No wonder, Lal Krishna Advani, the Hindutva fascist mastermind of the Babri Masjid demolition, went to Pakistan and praised Jinnah as “secular” leader. Ironically, Advani was accused in an FIR in Karachi for an attempt to assassinate Jinnah! The praises from the RSS’s devout soldier Advani are also the content embedded in the hearts of all other Hindutva fascist politicians including Modi and his coterie, who have gained immensely due to the creation of Pakistan, which helped the Hindutva camp to survive and rally the Hindu upper-caste elites and middle class under its banner peddling xenophobia by linking Indian Muslims with Pakistan and Jinnah.
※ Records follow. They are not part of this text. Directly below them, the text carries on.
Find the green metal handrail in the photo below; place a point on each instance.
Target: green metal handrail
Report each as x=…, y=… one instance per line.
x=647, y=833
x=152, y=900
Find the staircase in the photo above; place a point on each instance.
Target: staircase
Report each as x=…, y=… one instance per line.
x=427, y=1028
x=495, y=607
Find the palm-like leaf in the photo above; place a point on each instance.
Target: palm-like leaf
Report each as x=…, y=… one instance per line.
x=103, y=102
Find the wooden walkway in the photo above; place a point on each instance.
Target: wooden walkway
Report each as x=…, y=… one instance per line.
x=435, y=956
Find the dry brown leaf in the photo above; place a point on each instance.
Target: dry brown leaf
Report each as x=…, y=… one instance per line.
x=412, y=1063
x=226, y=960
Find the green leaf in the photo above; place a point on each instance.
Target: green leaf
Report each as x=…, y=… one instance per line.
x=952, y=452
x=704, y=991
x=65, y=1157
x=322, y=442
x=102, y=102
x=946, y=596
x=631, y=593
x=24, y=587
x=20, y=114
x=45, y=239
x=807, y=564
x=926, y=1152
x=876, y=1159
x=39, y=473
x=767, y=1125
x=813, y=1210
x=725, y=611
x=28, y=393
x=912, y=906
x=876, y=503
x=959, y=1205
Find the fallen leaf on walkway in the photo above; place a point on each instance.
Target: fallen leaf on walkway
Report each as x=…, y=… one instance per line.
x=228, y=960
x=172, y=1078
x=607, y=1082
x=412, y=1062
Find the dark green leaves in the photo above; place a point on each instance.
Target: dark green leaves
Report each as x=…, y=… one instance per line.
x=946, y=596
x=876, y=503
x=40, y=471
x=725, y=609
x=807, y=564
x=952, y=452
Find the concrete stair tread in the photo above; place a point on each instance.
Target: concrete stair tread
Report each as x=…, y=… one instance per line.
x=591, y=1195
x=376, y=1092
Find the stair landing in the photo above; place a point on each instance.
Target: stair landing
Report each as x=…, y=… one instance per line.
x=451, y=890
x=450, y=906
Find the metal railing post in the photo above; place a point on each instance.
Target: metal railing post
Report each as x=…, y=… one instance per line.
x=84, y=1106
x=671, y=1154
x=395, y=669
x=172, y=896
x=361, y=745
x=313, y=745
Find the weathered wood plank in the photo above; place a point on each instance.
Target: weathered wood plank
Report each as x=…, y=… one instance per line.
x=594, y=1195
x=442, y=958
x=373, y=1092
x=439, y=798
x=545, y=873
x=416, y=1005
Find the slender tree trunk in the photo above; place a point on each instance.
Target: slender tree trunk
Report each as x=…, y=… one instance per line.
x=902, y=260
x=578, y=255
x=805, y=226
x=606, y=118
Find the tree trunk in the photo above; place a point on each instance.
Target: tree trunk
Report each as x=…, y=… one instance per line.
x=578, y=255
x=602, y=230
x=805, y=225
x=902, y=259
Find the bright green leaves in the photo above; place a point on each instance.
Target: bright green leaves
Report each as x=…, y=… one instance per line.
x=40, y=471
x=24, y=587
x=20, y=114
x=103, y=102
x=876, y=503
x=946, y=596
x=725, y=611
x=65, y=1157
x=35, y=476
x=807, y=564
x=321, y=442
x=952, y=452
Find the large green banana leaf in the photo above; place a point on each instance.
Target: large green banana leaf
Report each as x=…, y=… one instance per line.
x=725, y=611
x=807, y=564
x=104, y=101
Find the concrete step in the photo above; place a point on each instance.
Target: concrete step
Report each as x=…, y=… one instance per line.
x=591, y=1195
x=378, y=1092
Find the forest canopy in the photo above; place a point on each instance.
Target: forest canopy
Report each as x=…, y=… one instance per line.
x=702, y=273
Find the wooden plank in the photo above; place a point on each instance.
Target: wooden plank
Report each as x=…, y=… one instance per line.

As Pakistan will pay homage to Jinnah on 14th August, and also claim its right over the slice of Kashmir that India occupies by citing the “Two-nation Theory” an emboldened BJP and the RSS will continue to persecute the Indian Muslims and dehumanise them continuously for their identity in an increasingly Brahminised state. The existence of Pakistan and the boisterous mob of Hindutva fascists rampaging on the streets of India with anti-Muslim slurs as their war-cry, each of them are dependent on each other. Without Hindutva, the existence of the Muslim League wasn’t possible, and without the doctrine of a separate Muslim homeland, the doctrine of Hindutva fascism can’t rally the entire upper-caste, privileged, elite and urban middle-class communities under its flag. So Jinnah, despite being a much-despised name in the common parlance, remains the beloved soul of Hindutva fascists, who can’t thank him, as well as the likes of Savarkar, enough for their contribution towards the growth of Hindutva fascism in India along with Islamophobia.